The internal control failures at Morgan Stanley related to the avoidance of conflicts of interest; comprehensive documents about its electronic trading systems; the disclosure of short-selling orders; compliance with position limits and reporting of large open positions; and the execution of clients' instructions in connection with futures and stock options contract reporting obligations.

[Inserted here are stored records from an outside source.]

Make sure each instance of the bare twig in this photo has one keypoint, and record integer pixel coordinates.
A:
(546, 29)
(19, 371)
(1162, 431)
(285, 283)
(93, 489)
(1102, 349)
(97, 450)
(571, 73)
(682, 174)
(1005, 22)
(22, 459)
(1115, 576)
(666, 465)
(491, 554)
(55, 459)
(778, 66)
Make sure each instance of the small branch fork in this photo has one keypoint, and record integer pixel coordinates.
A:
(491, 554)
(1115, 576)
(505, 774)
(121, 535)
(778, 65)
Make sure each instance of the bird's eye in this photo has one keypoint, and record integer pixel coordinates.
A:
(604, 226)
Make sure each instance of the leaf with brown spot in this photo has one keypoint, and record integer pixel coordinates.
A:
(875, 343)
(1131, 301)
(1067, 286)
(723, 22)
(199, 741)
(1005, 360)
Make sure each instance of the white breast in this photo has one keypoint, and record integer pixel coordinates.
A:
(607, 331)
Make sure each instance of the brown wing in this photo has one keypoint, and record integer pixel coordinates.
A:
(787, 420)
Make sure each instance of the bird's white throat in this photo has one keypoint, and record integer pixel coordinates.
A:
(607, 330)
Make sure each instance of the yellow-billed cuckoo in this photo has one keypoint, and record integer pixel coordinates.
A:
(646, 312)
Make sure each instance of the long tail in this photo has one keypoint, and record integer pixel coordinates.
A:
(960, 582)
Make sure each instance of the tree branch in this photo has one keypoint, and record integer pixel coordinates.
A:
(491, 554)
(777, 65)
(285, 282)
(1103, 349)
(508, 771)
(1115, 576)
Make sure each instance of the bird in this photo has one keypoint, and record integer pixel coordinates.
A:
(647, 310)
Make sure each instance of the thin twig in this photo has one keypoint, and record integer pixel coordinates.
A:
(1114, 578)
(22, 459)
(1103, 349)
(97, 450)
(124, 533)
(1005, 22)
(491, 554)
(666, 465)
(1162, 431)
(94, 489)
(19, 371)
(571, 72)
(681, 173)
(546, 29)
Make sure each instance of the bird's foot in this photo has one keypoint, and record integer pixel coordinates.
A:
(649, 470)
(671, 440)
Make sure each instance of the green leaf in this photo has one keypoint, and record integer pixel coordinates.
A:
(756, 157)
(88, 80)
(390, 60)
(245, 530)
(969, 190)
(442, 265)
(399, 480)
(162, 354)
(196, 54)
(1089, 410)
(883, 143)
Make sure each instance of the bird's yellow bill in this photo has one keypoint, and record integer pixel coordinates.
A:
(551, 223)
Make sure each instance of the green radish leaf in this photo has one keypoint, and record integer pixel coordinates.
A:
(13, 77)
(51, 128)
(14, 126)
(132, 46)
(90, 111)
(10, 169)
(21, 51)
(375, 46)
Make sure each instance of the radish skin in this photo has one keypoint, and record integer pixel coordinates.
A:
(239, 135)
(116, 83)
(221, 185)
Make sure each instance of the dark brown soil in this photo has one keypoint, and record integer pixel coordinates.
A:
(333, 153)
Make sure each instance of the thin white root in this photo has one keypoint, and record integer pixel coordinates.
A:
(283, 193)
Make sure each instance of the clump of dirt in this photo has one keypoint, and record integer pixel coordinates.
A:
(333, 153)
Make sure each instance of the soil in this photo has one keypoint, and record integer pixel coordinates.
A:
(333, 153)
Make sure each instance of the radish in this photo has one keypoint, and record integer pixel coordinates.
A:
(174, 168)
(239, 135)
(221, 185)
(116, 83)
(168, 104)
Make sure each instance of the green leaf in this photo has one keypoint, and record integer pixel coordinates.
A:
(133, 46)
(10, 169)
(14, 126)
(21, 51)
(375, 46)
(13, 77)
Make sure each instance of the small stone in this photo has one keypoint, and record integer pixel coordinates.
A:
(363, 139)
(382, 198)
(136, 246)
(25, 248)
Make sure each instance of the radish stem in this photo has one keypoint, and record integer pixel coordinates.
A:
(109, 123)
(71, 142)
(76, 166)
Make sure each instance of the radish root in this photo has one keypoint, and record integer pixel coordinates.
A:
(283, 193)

The regulator says that MSHK failed to:

  • do enough to avoid conflicts of interest between principal and agency trading;
  • obtain the consent of clients for a 'facilitation execution' in June 2013;
  • write comprehensively notes about the design and operation of the price checks and controls applied to orders executed through its electronic trading systems after the electronic trading provisions in the Code of Conduct for Persons Licensed by or Registered with the Securities and Futures Commission took effect in January 2014;
  • obey the 'disclosure requirement,' whatever that may be, in relation to approximately 29,000 short selling orders between January and November 2014;
  • observe position limits (its failure to do this resulted in one stock option contract exceeding the limit by more than 300 contracts on a trading day in February 2015);
  • report the reportable large open positions of two of its affiliate companies to the stock exchange between December 2010 and December 2015;
  • keep positions held on a gross basis in accordance with the instructions of a client between April 2012 and December 2015; and
  • follow the instruction of an asset manager to report the large open positions on a delegated basis from June 2012 to March 2016.

Morgan Stanley Hong Kong is licensed under the Securities and Futures Ordinance to do business in Type 1 (dealing in securities), Type 2 (dealing in futures contracts) and Type 7 (providing automated trading services) regulated activities.